В зрелые годы Эйнштейн отринул персонального Бога, поднявшись выше ограничений иудео-христианской традиции. Но не полностью. Когда ему было пятьдесят, один журналист, бравший у него интервью, спросил ученого, повлияло ли на него христианство, на что тот ответил: «Я еврей, но я восхищаюсь светлым образом Назарянина». Немало удивленный, журналист спросил Эйнштейна, верит ли он, что Христос действительно существовал. «Несомненно. Невозможно читать Евангелия, не ощущая реального присутствия Иисуса. Его личность лучится в каждом слове. Ни один миф не наполнен такой жизнью».

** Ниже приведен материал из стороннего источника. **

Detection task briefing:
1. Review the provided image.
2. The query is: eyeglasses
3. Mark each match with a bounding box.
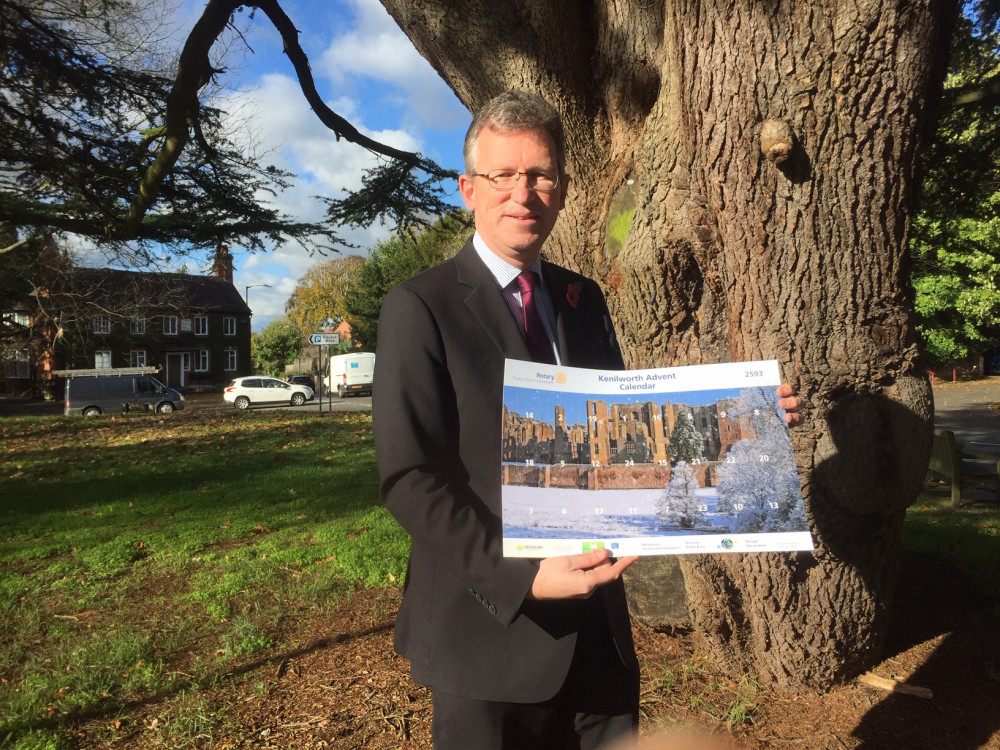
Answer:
[474,169,559,193]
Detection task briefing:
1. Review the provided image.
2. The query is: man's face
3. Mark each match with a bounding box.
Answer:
[458,127,569,268]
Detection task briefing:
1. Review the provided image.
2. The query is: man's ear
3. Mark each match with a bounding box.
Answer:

При этом сам Эйнштейн шел к духовности гораздо более светского характера, чем это предполагает данный комментарий. Не говоря этого вслух, он живо откликался на ту печальную статистку, согласно которой миллионы людей оказались жертвами Первой мировой войны и Великой депрессии – величайших бедствий, в которые вселюбящий Бог и не собирался вмешиваться. Взгляд Эйнштейна на Бога со временем менялся от более материального к более возвышенному: это был незримый Бог, имперсональная сущность, скрывавшаяся за маской материи. Что касается Вселенной, наделенной разумом, недоступным человеческому, то Эйнштейн весьма осторожно высказался в том роде, что подобная Вселенная «великолепно устроена и подчиняется определенным законам», которые люди пока что понимают весьма смутно. Он заявил, что не верит ни в бессмертие («Для меня достаточно и одной жизни»), ни в свободную волю, ибо законы, управляющие человеческой судьбой, так же жестки и неумолимы, как и законы физические.
Он так и не нашел того, что искал, – обоснованной нерелигиозной духовности. Во многих отношениях она и сегодня остается для нас только надеждой. Подобная духовность глядит на бытие без предубеждений, позволяя Богу и разуму сосуществовать мирно, без борьбы. Как? Эта связь на уровне ума. Высшая цель, по признанию самого Эйнштейна, заключалась в том, чтобы понять Божий ум. Но для этого нужно сначала объяснить ум человеческий. В конце концов, наш ум – это фильтр, через который мы воспринимаем реальность, и если этот фильтр поврежден или неверно понят, у нас нет никакой возможности постичь ум Бога. Или мы мыслим, как Он, или Он мыслит, как мы. Если неверно ни то, ни другое, связи между нами быть не может.
Как поводырь в стране религии и науки Эйнштейн превзошел Докинза во всех отношениях. Без тени высокомерия Эйнштейн писал: «Что отличает меня от большинства так называемых атеистов, так это чувство невероятного восхищения непостижимыми тайнами гармонии космоса». (В своей книге «Бог как иллюзия» Докинз ничего не говорит о духовном пути, пройденном Эйнштейном, вероятно, чтобы не нарушить правило довольно свободного и прихотливого подхода к истине.) Для меня наиболее привлекательной чертой Эйнштейна служит его восхищение тем уровнем творения, которое для нас недостижимо. Это то незримое место, где начинается чудо. В его символе веры от 1930 года «Во что я верю» мы находим такое высказывание: «Чувствовать, что за пределами того, что может быть познано, существует нечто, чего наш ум не в состоянии постичь и чьи красота и одухотворенность касаются нас лишь опосредованно, – это и есть религиозность». Высказывания, подобные этому, открывают путь широкому, непредвзятому взгляду на духовный поиск. В этом смысле Эйнштейн стоит гораздо выше упрямых научных скептиков, которые просто отбрасывают за ненадобностью персонального Бога, оставляя на Его месте стерильную пустоту.